Outlining your ideas is important as it helps you to:
- see the structure of your main points and sub-points clearly.
- check the logic and completeness of what you will be writing, revealing any gaps, repetition, or illogical steps in the development of your essay.
- manage your time more efficiently.
Break down the outline into manageable sections, and then assign yourself reasonable time to write the first draft of each section. Remember, the introduction can be very time consuming. Leave it until the end because it is much easier to write the introduction when you have finished the first draft.
- Begin your essay with an opening sentences or "hook" about your topic that catches the readers' attention.
- Include context; provide the information the reader will need to understand the topic.
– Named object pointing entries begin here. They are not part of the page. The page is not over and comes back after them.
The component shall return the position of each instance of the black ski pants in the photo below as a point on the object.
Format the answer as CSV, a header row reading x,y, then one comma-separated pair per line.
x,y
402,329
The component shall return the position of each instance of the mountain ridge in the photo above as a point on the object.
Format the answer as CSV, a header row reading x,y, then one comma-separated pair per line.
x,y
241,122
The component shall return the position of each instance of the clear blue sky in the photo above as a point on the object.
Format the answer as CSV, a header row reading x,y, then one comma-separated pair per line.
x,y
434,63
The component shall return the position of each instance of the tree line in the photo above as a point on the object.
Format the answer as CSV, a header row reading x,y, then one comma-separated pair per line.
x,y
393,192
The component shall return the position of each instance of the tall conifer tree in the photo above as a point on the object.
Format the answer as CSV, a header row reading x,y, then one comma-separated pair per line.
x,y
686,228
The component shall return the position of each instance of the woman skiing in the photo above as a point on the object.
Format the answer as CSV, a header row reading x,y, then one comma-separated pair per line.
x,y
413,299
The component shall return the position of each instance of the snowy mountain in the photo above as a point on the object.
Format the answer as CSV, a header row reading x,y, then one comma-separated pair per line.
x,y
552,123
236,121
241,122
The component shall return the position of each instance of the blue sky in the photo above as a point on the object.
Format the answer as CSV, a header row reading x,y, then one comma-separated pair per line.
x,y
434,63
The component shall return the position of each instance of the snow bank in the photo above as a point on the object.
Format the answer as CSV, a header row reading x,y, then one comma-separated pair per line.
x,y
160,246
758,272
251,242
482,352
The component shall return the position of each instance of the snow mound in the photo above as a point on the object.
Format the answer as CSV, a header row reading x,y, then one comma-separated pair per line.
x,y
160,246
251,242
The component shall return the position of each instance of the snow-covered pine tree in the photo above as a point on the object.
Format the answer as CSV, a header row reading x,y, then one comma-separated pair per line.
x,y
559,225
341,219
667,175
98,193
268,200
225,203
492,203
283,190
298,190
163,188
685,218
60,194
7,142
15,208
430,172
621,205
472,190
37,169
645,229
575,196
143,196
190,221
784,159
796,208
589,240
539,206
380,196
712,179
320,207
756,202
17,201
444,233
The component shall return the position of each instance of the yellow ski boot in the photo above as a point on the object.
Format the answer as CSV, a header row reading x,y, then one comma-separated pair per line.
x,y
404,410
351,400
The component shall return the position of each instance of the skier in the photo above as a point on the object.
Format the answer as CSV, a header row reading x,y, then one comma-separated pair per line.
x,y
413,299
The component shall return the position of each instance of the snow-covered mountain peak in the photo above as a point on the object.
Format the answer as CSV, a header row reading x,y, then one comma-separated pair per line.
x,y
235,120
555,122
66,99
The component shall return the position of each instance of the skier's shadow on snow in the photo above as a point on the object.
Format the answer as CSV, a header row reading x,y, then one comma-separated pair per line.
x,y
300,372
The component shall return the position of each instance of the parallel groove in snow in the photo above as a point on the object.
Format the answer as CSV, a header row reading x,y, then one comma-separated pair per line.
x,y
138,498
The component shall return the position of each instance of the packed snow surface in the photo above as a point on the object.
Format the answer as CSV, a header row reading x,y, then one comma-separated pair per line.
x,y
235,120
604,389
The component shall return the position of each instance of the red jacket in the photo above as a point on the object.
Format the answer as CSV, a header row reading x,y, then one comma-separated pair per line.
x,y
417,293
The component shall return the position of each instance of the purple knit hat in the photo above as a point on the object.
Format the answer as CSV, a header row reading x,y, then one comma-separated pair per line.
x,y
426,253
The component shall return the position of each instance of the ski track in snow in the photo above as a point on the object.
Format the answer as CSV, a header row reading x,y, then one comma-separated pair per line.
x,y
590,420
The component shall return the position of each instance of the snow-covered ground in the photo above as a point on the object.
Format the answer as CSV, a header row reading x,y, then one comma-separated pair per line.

- State your thesis, your arguable position on the topic. What side will you take? What will you prove in your essay? What are you going to explore?
- Write a general topic sentence that states the main idea of the paragraph.
- Write down the specific textual evidence or evidence from other sources that you are using to support your thesis.
- Analyse your evidence; tell the reader what is significant or important about this evidence. How does the evidence support your thesis?
- Do not forget a transition sentence. Connect each paragraph with a sentence that demonstrates how each idea leads into the next.
- Refer back to your thesis, but do not simply restate it. Make connections for the reader in your conclusion. Provide the readers an overview of the main ideas.